Наступает мучительная тишина, обычное, извечное молчание, лишь там внизу, у Терцолле, кажется, громче заквакали лягушки. Она намеренно отводит глаза в сторону, осматривается, бросает взгляд на стол, на стулья.
– Это не комната, а прямо джунгли, – говорит она.
– Но мне так нравится, – бормочу я и поворачиваюсь к ней спиной, чтоб натянуть пижаму. – Я тут во всем отлично разбираюсь…
Впрочем, как и в себе самом: стоит только расчистить заросли.
2
Значит, и у меня есть воспоминания; значит, я тоже начинаю не жить, а прозябать. Год назад я еще спал в комнатушке, где меня укладывали в колыбель, сменившуюся кроватью и потом – диваном, в каморке, из которой я вырастал, как из собственной одежды.
Теперь мне доходит до пояса подоконник, о который я в детстве стукался головой; я на него забирался, когда бывал один. Вокруг, словно впитанные стенами, запахи, которые мне по душе. Бывает, взглянешь в зеркало – и тошно на себя смотреть, но чаще глядишься и остаешься доволен. Запахи – твое отражение, отражение твоего характера. Здесь, в бывшей гостиной, где я уже целый год прожил, стены, может, из-за побелки к ним не восприимчивы. А там преобладает запах табака, оставшийся с тех времен, когда сигареты были приключением, словно я курил их тайком, под простыней, а не на берегу реки или у моста Мачелли. Возвращаясь в маленькую комнату, я втягивал в себя даже запах леденцов из ячменного сахара, завалявшихся в карманах синьоры Каппуджи. Я сгребал их, как орехи. «Ты пососи их, не жуй».
Она была из тех болтливых и слюнявых старушек, которых показывают по телевизору, когда им стукнет сто лет. Такими стали поныне здравствующие дочери Гарибальди и Кардуччи. Глядя на них, думаешь: «Господи! Во что способно превратиться человеческое существо, особенно женщина, у которой, конечно же, когда-то были губы, и зубы, и глаза, как звезды, и грудь; она вызывала желания, из-за нее бушевали страсти; может, она вдохновляла поэтов, звала к подвигам, вошедшим в историю; теперь ее старость лишь свидетельствует о прошлых временах и нравах, показывает даль, отделяющую нас от них». «Бабушка квартала Рифреди» – так можно было назвать эту никогда не горбившуюся, всегда легкую на подъем старуху.

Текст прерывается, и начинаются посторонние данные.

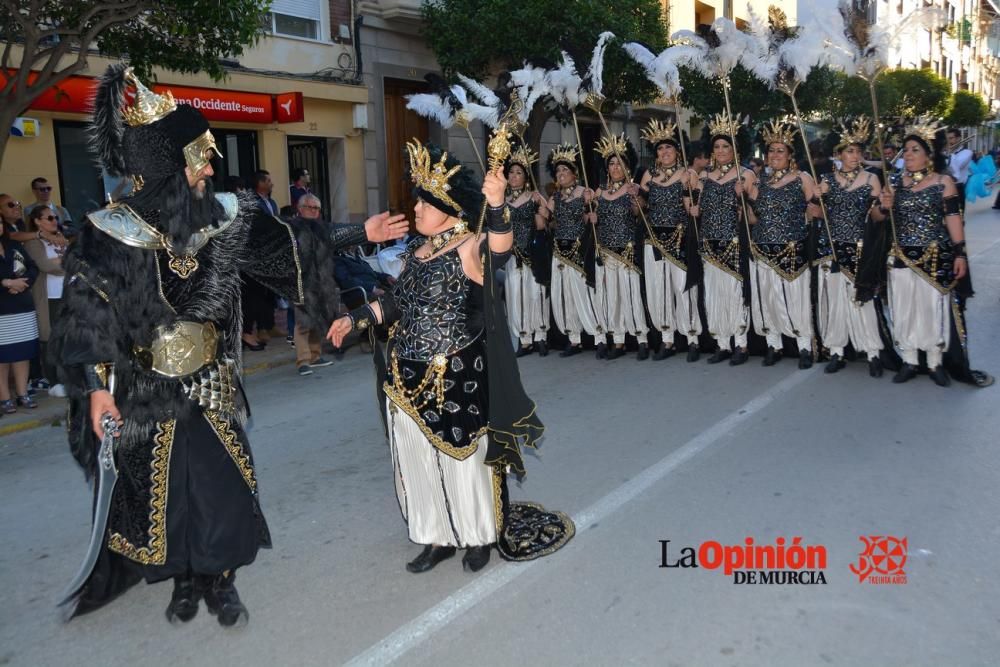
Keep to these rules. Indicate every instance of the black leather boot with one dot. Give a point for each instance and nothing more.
(224, 603)
(835, 364)
(940, 376)
(719, 356)
(906, 373)
(664, 352)
(429, 557)
(184, 602)
(476, 558)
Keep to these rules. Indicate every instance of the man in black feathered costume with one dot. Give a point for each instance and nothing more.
(150, 333)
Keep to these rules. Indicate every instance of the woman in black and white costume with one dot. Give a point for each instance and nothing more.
(618, 287)
(849, 194)
(780, 280)
(456, 412)
(724, 246)
(928, 274)
(671, 299)
(527, 298)
(572, 298)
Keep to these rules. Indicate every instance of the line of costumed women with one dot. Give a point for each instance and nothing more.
(456, 412)
(780, 279)
(928, 266)
(850, 195)
(724, 247)
(572, 293)
(527, 272)
(619, 306)
(671, 288)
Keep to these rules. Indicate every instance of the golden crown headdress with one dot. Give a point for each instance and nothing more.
(779, 132)
(719, 125)
(524, 156)
(431, 177)
(858, 133)
(149, 107)
(564, 153)
(657, 131)
(925, 128)
(615, 144)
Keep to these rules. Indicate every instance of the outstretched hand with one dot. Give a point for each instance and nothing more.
(386, 227)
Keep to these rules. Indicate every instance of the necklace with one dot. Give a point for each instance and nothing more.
(514, 193)
(777, 175)
(442, 239)
(614, 187)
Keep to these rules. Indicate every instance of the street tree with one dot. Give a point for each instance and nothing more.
(47, 41)
(479, 38)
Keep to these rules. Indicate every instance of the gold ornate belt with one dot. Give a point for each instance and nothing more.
(180, 349)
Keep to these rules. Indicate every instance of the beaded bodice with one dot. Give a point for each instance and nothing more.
(615, 222)
(846, 210)
(440, 308)
(666, 204)
(522, 220)
(569, 219)
(781, 213)
(719, 210)
(919, 215)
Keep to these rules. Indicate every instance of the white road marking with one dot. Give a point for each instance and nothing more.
(414, 633)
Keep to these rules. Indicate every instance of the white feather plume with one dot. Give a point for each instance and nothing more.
(431, 106)
(596, 72)
(660, 69)
(565, 85)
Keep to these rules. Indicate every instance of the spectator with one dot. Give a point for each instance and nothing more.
(47, 290)
(308, 340)
(258, 302)
(43, 197)
(18, 324)
(299, 186)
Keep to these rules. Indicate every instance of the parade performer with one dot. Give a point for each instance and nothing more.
(672, 301)
(724, 247)
(849, 194)
(456, 413)
(572, 296)
(928, 277)
(779, 268)
(618, 288)
(149, 335)
(526, 280)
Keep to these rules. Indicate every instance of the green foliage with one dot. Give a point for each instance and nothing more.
(480, 37)
(966, 110)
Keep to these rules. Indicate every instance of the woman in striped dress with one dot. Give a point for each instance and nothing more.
(18, 325)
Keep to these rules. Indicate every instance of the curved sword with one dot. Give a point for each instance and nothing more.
(107, 477)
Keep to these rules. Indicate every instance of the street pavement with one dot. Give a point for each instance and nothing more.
(637, 453)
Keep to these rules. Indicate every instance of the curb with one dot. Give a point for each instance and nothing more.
(11, 429)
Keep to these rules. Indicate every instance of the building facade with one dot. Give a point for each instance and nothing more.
(293, 100)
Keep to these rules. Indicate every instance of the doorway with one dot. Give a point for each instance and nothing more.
(401, 125)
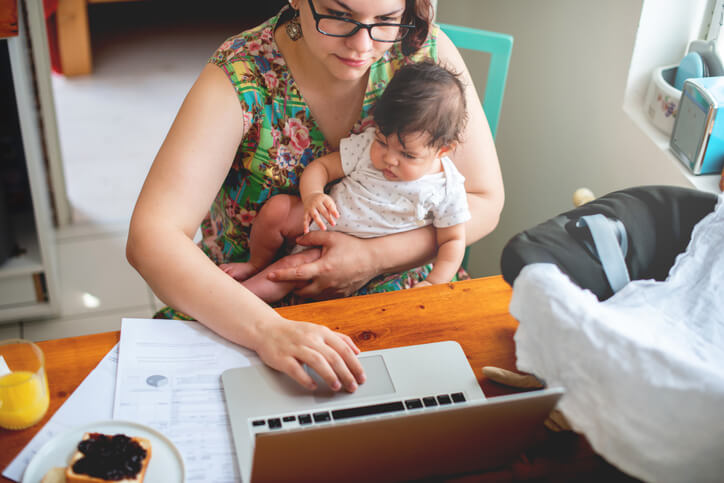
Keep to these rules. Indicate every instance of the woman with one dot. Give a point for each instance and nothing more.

«Я от себя отрываю, а ты хоть бы спасибо сказал!» Помню голос ее, помню седые, с желтизной, космы, волосатые бородавки на щеке и подбородке, изуродованные артритом пальцы, притиснутые друг к другу так, что кисти рук походили на крючья, помню ее чистосердечие и коварство, помню ее постоянное «Будь умником, слушай внимательно, а потом проваливай!»
Две самые отдаленные сценки длятся не дольше вспышки молнии; не знаю, что им предшествовало и что было потом. Все залито искусственным светом, память будто скрыта за маской для автогенной сварки. Не могу вспомнить, чем закончилась первая, должно быть, самая давняя из этих историй, вдруг возникшая перед глазами во время одной из наших тягостных бесед, после маминых слов:
– Кто? Эта растяпа! Ее совсем доконали склероз и артрит.
– Да… – прервал я ее и сам удивился неожиданной вспышке памяти. – Это, кажется, было в тот раз, когда сломалась жаровня с углем.
Какая жаровня? Ты, кажется, уже спишь и сны видишь? – Но воскресшие образы четки, хоть и застыли без движения: их динамика от меня скрыта, как и смысл слов, пусть голоса и звучат так ясно, будто сейчас слышишь… Должно быть, применяясь к новому для меня упражнению памяти, я прежде совершаю нечто вроде отбоpa, располагая воспоминания по различным рядам, и уже затем собираю воедино. Сколько таких вечеров прошло в ожидании часа, когда мне дадут поужинать и уложат в постель! Из них я выбрал один, но он включает в себя все остальные.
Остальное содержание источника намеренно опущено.